Richard Schickel (D.W. Griffith - An American Life, Simon and Schuster, 1984)
"Because there was no role in Orphans of the Storm for Barthelmess, he formed his own company, bought the rights to Tol'able David from Griffith for $7500, and with Henry King directing his first important film, from a scenario by Edmund Goulding, he would enjoy an enormous success with it (when he screened the picture for his mentor, Griffith embraced and kissed Barthelmess at the end).

David Robinson (Hollywood in the Twenties, A.S. Barnes and Company, 1968)
"It is a model of classical film technique, and is quoted at length by Pudovkin as exemplifying the use of the plastic materials of the cinema. It is a masterpiece both of post-Griffith ideas of montage (for which the Soviet directors most valued it) and for the mise en scéne: the awkward adolescent love affair, for instance, is captured in a few, brief, vivid, exactly placed scenes."

William K. Everson (American Silent Film, De Capo Press, 1998)
"Tol'able David is a simple tale, told with unspectacular but solid technique and real style. Well scripted (by Edmund Goulding), leisurely without being slow, unfolding against quietly lovely rural backgrounds and with fine photography (by Henry Cronjager) of sweeping panoramic and pastoral scenes, it is not only King's best picture but also Barthelmess's."

Lewis Jacobs (The Rise of the American Film, Harcourt, Brace & Company, 1939)
"Tol'able David, shown to an unsuspecting audience with a minimum of advance publicity, made its mark immediately as a small-town masterpiece. During a year when the industry was undergoing its first major depression, when people were staying away from the 'scandalizing' Hollywood products, when panicky producers were making more and more lurid 'sexy' pictures to attract customers, the public flocked to see this simple, unextravagant, sincere, and moving tale of Southern life.

"Tol'able David was what is known as a smash hit. Its subject matter - the tale of a poor mountain boy - was fresh and unstereotyped; its setting was real; its characterizations were honest and rounded; the narrative was simple and unmelodramatic; the whole picture was frank and pungent rather than sentimental."

James Card (Seductive Cinema, Alfred A. Knopf, 1994)
"'Subtitles,' as they were called, were always an aesthetic weakness of the medium.
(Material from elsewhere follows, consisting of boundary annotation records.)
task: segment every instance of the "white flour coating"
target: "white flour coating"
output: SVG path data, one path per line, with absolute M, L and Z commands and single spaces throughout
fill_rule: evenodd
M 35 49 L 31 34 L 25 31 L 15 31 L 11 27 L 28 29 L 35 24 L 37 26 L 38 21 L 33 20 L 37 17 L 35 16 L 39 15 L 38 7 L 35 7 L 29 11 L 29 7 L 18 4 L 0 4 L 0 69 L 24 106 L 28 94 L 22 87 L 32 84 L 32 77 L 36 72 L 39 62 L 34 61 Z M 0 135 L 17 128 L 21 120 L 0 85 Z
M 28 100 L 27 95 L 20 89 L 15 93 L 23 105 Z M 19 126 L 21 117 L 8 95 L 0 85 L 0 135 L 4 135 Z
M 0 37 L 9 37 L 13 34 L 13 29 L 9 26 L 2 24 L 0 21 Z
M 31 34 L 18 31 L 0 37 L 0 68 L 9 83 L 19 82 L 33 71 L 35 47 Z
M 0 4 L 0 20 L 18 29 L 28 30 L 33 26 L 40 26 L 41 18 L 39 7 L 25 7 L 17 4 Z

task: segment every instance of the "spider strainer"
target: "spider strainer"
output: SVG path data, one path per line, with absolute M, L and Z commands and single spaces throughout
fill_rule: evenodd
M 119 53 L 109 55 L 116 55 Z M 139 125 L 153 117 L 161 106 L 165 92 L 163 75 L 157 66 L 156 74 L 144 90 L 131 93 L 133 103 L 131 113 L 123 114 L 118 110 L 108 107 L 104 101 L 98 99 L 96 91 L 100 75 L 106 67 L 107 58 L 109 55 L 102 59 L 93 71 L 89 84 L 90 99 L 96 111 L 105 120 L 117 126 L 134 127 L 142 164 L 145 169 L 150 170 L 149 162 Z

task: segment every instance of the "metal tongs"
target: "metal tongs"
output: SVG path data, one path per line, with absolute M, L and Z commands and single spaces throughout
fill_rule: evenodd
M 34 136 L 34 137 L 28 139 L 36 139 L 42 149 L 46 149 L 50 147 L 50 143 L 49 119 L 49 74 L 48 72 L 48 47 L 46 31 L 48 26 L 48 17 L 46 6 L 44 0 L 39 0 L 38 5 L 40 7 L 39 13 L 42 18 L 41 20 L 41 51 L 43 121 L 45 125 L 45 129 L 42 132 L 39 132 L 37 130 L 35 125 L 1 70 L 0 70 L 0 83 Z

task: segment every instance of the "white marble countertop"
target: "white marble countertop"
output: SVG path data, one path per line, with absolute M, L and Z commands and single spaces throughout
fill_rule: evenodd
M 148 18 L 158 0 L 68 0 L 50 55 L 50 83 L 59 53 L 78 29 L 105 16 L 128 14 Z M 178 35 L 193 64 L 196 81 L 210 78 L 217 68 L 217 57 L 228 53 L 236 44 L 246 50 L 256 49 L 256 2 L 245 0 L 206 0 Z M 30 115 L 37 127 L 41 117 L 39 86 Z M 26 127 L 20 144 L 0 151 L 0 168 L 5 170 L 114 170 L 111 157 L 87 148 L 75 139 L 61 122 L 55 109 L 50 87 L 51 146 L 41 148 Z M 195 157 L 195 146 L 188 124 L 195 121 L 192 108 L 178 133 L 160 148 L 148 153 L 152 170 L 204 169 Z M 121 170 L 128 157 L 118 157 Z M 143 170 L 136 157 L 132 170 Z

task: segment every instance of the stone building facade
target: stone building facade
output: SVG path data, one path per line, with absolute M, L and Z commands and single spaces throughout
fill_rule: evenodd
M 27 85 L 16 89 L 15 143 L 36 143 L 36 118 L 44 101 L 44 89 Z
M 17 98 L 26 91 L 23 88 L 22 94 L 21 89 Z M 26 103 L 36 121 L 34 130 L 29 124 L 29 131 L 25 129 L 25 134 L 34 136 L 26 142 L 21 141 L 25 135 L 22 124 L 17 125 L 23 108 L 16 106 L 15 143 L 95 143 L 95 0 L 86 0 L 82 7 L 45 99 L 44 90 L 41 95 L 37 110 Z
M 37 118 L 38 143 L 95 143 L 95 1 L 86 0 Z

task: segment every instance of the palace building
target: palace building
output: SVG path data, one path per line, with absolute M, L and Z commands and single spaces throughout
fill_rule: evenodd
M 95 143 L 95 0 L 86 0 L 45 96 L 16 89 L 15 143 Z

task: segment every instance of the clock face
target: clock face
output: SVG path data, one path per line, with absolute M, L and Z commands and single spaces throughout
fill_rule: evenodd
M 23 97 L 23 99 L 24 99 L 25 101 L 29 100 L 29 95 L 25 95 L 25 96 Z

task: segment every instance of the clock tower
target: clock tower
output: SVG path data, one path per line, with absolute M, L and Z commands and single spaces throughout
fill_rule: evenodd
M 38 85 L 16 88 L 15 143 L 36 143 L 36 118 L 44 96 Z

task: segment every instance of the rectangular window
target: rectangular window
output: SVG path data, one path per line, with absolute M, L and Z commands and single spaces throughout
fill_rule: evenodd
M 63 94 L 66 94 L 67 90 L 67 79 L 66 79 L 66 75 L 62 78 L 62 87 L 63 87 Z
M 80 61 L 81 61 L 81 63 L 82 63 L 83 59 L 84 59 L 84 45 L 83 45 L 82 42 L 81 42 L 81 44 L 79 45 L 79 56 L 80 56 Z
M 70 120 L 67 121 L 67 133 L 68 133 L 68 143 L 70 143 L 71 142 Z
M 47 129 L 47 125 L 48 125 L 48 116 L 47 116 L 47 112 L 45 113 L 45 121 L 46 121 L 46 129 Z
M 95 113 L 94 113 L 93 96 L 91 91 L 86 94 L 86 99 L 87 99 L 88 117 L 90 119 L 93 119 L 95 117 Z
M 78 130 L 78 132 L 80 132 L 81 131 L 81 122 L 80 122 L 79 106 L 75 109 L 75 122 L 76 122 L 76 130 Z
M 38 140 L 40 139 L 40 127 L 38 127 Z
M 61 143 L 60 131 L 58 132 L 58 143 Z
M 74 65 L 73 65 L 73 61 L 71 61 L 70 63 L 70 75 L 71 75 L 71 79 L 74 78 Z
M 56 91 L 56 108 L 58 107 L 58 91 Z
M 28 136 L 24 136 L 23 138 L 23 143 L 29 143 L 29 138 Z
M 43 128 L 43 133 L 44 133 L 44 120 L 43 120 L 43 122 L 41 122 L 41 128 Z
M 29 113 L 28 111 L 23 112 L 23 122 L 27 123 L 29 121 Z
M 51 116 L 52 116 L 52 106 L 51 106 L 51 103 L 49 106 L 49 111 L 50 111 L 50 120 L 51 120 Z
Worst were the titles that gave away what was about to happen. Second worst were the editorial titles that told us what to think about what we were seeing. One of the saddest examples of the latter is Henry King's otherwise fabulous movie Tol'able David, with its memorable tour de force performance of Richard Barthelmess. Despite fantastic and magnificently filmed action in the fight between David and a Goliath of a murderous monster hillbilly, played by Ernest Torrence in his film debut, the utterly dispensable titles insist on informing the viewer over and over how tremendously heroic David is being."

John Baxter (Sixty Years of Hollywood, A.S. Barnes & Co., Inc., 1973)
"Melodrama is neutralized by unspoiled locations (King was brought up in the same area) and by Barthelmess's restrained playing as the cheerful, simple David. Whether losing his pants to a playful dog in the opening scene and then encountering the curious Esther with horrified embarrassment, dreaming of being the mail driver, only to have his dream shattered when the fence on which he is leaning collapses, or being driven by a steely spirit to recapture the mail bag from the sadistic Hatburns in a bloodily violent sequence, he conveys accurately the innocence of strength of rural life."
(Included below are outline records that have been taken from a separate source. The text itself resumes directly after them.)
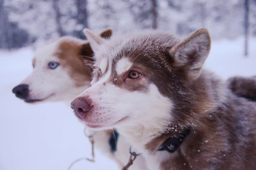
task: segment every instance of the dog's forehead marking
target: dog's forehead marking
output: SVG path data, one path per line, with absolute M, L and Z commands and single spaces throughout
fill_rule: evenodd
M 131 68 L 132 63 L 126 57 L 123 57 L 117 61 L 116 65 L 116 71 L 118 75 L 127 71 Z
M 35 58 L 37 60 L 53 60 L 54 53 L 58 50 L 58 43 L 54 42 L 48 44 L 35 52 Z M 55 57 L 55 59 L 57 58 Z
M 106 71 L 108 64 L 108 59 L 106 58 L 102 58 L 100 61 L 98 66 L 102 74 L 104 74 Z

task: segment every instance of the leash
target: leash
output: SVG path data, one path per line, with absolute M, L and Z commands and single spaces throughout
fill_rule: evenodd
M 130 159 L 129 159 L 129 161 L 128 162 L 128 163 L 127 164 L 122 168 L 122 170 L 127 170 L 128 169 L 128 168 L 132 165 L 132 164 L 133 163 L 133 161 L 135 160 L 135 159 L 136 159 L 136 158 L 137 158 L 137 156 L 141 154 L 141 153 L 136 153 L 136 152 L 132 152 L 131 148 L 132 147 L 130 146 L 130 148 L 129 149 L 129 152 L 130 152 L 130 155 L 130 155 Z
M 87 134 L 87 133 L 89 133 L 89 132 L 86 132 L 86 130 L 85 128 L 84 128 L 84 133 L 85 136 L 88 137 L 89 139 L 89 140 L 90 141 L 90 142 L 91 142 L 91 143 L 92 145 L 92 159 L 90 159 L 87 158 L 79 158 L 78 159 L 76 159 L 73 161 L 73 162 L 72 162 L 72 163 L 70 164 L 69 166 L 68 166 L 68 170 L 70 170 L 74 165 L 75 165 L 77 162 L 79 162 L 81 160 L 86 160 L 92 162 L 95 162 L 95 160 L 94 159 L 95 155 L 94 153 L 94 139 L 93 139 L 93 136 L 95 134 L 95 132 L 93 132 L 93 133 L 92 133 L 89 134 Z

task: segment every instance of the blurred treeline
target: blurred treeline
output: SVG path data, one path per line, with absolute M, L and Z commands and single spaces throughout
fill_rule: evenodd
M 68 35 L 160 28 L 182 36 L 205 27 L 214 39 L 256 35 L 256 0 L 0 0 L 0 48 Z

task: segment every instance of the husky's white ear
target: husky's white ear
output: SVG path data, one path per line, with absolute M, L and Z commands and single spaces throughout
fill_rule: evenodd
M 108 39 L 111 37 L 113 32 L 112 29 L 108 28 L 101 32 L 100 34 L 100 36 L 101 37 L 105 39 Z
M 191 33 L 169 52 L 173 59 L 173 66 L 184 69 L 188 77 L 194 79 L 200 75 L 210 48 L 209 31 L 203 28 Z
M 103 39 L 100 36 L 94 34 L 89 30 L 85 28 L 83 30 L 84 33 L 87 38 L 94 52 L 99 49 L 99 47 L 102 43 Z

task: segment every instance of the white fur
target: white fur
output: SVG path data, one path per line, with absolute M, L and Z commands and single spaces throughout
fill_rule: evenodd
M 100 68 L 102 74 L 105 73 L 108 66 L 108 59 L 106 58 L 103 58 L 100 60 L 99 67 Z
M 74 81 L 70 79 L 67 70 L 61 66 L 61 63 L 54 55 L 58 50 L 58 42 L 51 43 L 36 50 L 35 54 L 35 67 L 33 72 L 21 84 L 29 85 L 29 100 L 42 100 L 44 101 L 57 101 L 63 99 L 70 100 L 81 91 L 76 87 Z M 60 63 L 54 69 L 48 68 L 52 61 Z M 87 83 L 88 87 L 89 82 Z M 73 89 L 70 90 L 70 88 Z
M 118 75 L 126 71 L 131 68 L 132 64 L 126 57 L 123 57 L 118 60 L 116 66 L 116 70 Z
M 21 83 L 29 85 L 30 93 L 31 94 L 30 99 L 45 98 L 40 102 L 60 101 L 65 102 L 69 105 L 70 102 L 84 89 L 76 87 L 74 80 L 69 76 L 67 70 L 63 69 L 60 67 L 60 65 L 53 70 L 48 68 L 48 63 L 50 61 L 60 62 L 58 58 L 53 55 L 58 50 L 57 48 L 58 43 L 58 41 L 51 43 L 36 51 L 36 67 L 32 73 Z M 103 59 L 103 61 L 100 67 L 101 70 L 104 71 L 107 67 L 108 62 L 107 60 Z M 106 74 L 108 76 L 111 69 L 109 70 Z M 84 88 L 88 87 L 89 83 L 84 83 L 85 85 L 85 85 Z M 52 95 L 52 94 L 54 95 Z M 97 131 L 94 136 L 96 149 L 115 160 L 121 169 L 128 162 L 130 157 L 129 149 L 131 144 L 126 141 L 123 136 L 120 135 L 117 143 L 117 151 L 113 153 L 110 152 L 108 144 L 109 137 L 109 136 L 103 131 Z M 97 159 L 97 155 L 95 156 Z M 146 169 L 144 162 L 145 160 L 142 156 L 138 157 L 132 169 Z M 86 169 L 86 167 L 85 168 Z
Kevin Brownlow (Hollywood: The Pioneers, Alfred A. Knopf, 1979)
"Tol'able David is one of the enduring classics of the American screen. . . (it) had all the strengths of a Griffith film without the drawbacks of exaggerated melodrama."

Joe Franklin (Classics of the Silent Screen, The Citadel Press, 1959)
"Tol'able David is one of those timeless pictures that seems every bit as great today as when it was made. A piece of Americana as authentic as the best of Mark Twain, it will doubtless till be shown a hundred years from now as an example of part of the changing American scene.

"The highest praise one can bestow on Tol'able David is that even had Griffith made it as he planned, it probably wouldn't have been a better picture than the one Henry King made in 1921 with Richard Barthelmess and little Gladys Hulette."